Совершенно неудивительно также, что в александровскую Комиссию Радищев пришел с теми же идеями, с которыми написал “Путешествие…” и поехал в ссылку. Думаю, что в ссылке они, наоборот, еще более укрепились (“Душа моя во мне, я тот же, что я был”. — 1791 г). Идеи-то были просты, для их постижения не требовалось даже особенно глубокого ума, ни, тем паче, основательного знания юриспруденции — достаточно было естественных движений чувствительного сердца. Радищев полагал, что крепостные господские крестьяне должны быть освобождены (а тем самым прекратилась бы и их продажа, столь душераздирающе описанная в гл. “Медное”), сословные привилегии уничтожены, отменены телесные наказания, запрещены допросы с пристрастием, введена полная свобода совести, свобода книгопечатания и проч. Короче, хотелось ему, чтобы в России осуществилось все то, чем она, бедная, и сейчас, по прошествии 200 лет и многих “реформ” и революций, не вполне похвастаться может… Или, перефразируя одного нашего современного деятеля: какое общество ни создаем — все крепостное право…

Свободного своего (тем более выстраданного, — как законно полагал он) образа мыслей Радищев нисколько не скрывал. Хотя далеко, увы, не каждый готов был с ним согласиться. В том числе и непосредственный начальник его, председатель означенной Комиссии граф П.В. Завадовский. Сохранилось свидетельство, что сей граф как-то заметил Радищеву, что убеждения его однажды уже навлекли на него несчастие и неужели хочет он, чтобы подобная беда приключилась с ним вновь? И якобы даже присовокупил что-то насчет Сибири… К сожалению, мы не слышали этого разговора, а главное — с какою интонацией произнес гр. Завадовский свои слова: с ворчливо-добродушной, назидательно-укоряющей, начальственно-раздраженной, угрожающей и т.п. Эта реплика графа наверняка вообще растворилась бы в небытии вместе с самим Завадовским, если бы не совпало вдруг так, что вскоре после того разговора Радищев покончил с собой. Таким образом, граф сделал неоценимый подарок — как себе, на предмет увековечения своего имени, так и последующим биографам писателя, в том смысле, что очень упростил им задачу, ибо два этих факта (разговор и самоубийство) не замедлили они связать по известному еще среди дикарей принципу: после того — значит, вследствие того…

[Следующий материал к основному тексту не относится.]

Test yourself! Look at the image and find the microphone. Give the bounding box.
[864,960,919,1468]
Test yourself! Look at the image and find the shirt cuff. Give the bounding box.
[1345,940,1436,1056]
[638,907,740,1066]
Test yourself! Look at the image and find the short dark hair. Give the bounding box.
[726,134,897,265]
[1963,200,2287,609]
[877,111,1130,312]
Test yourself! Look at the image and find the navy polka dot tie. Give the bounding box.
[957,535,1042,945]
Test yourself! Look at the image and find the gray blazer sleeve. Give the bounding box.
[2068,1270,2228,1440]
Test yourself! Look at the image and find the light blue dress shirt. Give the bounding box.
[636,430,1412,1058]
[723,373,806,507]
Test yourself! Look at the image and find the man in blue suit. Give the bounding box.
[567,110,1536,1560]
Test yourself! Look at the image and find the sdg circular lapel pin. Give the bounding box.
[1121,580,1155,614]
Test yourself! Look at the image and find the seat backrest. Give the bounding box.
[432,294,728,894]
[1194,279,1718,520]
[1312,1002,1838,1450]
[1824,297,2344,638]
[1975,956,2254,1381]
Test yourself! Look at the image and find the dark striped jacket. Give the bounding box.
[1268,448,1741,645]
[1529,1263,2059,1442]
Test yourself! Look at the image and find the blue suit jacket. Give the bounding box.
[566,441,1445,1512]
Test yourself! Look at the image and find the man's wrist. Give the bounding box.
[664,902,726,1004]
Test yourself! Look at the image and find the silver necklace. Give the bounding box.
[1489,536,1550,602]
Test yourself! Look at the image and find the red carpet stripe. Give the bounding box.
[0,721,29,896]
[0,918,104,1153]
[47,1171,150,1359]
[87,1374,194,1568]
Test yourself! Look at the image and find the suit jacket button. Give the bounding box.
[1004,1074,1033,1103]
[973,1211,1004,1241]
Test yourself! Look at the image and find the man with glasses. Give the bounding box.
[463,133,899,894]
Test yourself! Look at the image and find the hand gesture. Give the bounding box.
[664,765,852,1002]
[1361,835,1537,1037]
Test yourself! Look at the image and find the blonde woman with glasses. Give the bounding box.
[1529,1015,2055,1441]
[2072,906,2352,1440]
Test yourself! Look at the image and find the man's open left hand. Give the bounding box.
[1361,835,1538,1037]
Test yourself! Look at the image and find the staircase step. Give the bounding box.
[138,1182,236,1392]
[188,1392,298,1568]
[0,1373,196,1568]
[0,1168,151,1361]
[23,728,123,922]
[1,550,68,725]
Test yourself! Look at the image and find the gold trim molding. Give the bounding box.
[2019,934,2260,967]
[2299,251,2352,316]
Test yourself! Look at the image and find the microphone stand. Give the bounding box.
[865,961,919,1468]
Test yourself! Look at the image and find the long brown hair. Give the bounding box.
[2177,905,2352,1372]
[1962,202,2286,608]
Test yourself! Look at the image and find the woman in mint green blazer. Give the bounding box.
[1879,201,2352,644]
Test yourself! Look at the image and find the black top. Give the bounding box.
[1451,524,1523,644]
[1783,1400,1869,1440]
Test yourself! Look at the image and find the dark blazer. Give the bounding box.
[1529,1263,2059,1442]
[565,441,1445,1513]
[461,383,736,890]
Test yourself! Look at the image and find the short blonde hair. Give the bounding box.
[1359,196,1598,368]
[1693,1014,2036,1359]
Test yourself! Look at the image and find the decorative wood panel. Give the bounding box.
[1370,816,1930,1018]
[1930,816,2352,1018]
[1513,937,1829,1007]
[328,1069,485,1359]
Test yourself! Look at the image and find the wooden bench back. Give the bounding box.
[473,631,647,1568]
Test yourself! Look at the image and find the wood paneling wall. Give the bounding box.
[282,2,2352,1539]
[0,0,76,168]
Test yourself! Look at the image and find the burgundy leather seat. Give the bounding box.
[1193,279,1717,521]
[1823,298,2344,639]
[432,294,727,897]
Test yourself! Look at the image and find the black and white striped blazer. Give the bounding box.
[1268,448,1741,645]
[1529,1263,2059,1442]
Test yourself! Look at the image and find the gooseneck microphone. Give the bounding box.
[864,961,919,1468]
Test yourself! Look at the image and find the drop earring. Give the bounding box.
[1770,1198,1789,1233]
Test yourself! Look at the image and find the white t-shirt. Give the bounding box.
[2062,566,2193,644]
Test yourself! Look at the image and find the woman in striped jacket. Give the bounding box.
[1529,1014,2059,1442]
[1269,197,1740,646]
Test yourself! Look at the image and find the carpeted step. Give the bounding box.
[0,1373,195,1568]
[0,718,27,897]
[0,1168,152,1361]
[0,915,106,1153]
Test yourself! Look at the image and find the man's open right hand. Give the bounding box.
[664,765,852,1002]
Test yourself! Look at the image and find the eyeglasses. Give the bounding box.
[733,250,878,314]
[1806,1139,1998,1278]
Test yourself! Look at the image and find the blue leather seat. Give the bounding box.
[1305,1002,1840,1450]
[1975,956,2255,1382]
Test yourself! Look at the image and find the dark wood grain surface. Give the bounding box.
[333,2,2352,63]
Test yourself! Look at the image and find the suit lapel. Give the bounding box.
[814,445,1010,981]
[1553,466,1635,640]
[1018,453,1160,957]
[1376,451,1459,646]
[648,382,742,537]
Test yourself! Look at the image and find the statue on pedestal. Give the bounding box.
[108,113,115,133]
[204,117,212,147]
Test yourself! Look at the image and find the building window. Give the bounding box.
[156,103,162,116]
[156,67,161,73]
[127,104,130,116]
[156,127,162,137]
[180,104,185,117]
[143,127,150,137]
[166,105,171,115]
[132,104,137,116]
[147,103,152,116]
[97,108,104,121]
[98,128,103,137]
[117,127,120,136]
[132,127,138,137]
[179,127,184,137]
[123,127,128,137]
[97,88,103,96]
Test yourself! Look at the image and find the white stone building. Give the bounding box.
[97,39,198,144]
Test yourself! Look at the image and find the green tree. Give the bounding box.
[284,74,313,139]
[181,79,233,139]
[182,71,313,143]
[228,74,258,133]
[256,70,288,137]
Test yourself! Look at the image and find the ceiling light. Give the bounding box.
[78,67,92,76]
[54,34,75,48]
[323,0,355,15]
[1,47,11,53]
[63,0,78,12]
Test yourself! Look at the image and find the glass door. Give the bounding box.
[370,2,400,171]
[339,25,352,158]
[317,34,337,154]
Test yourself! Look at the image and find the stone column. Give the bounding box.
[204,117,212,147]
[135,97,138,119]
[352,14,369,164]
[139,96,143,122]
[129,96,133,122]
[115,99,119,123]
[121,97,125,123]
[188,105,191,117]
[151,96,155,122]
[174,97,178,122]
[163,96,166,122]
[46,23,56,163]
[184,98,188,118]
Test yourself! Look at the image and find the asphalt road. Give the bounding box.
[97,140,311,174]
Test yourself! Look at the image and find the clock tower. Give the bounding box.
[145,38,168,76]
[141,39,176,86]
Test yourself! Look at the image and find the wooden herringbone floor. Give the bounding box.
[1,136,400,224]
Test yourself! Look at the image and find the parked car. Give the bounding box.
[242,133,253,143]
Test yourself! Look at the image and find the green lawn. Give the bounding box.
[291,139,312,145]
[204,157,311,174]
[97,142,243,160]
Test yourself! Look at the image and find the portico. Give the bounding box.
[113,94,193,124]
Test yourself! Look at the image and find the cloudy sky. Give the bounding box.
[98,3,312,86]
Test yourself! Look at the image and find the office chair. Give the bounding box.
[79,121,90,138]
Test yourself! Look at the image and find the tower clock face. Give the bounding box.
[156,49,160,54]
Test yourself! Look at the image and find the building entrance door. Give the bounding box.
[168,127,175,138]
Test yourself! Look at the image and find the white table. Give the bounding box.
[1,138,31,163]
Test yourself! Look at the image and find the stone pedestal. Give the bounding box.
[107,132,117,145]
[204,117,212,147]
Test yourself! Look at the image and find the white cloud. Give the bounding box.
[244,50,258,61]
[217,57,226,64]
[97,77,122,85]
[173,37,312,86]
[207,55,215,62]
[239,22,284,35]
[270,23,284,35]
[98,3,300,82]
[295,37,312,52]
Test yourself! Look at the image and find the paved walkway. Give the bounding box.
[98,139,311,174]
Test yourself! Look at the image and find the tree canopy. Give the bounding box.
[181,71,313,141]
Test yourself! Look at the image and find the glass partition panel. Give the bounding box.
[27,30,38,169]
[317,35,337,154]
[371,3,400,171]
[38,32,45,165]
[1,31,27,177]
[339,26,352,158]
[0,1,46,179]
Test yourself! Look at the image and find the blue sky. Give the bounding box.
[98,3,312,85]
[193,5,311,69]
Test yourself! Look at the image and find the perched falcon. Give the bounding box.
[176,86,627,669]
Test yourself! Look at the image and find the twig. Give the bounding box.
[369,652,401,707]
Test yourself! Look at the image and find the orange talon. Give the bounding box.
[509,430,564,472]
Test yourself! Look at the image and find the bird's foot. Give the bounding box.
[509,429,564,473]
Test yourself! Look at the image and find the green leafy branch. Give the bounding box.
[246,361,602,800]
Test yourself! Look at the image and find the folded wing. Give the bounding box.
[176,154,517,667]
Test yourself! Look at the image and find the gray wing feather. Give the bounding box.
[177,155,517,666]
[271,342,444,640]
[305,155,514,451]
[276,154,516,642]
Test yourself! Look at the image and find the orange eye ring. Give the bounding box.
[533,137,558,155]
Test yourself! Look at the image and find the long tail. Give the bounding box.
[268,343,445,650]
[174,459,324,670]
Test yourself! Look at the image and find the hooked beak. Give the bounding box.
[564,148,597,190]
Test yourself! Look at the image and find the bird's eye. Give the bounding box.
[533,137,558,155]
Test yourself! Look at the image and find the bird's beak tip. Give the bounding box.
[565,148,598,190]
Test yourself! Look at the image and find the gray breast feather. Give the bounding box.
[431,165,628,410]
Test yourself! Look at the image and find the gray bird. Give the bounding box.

И самым первым, кто соблазнился этой легкой возможностью, был, как ни странно, Пушкин в своем очерке “Александр Радищев”. Вслушаемся в его версию: “Граф Завадовский удивился молодости его седин и сказал ему с дружеским упреком: "Эх, Александр Николаевич, охота тебе пустословить по-прежнему! или мало тебе было Сибири?" В этих словах Радищев увидал угрозу. Огорченный и испуганный, он возвратился домой, вспомнил о друге своей молодости, об лейпцигском студенте, подавшем ему некогда первую мысль о самоубийстве, и… отравился. Конец, им давно предвиденный и который он сам себе напророчил!”…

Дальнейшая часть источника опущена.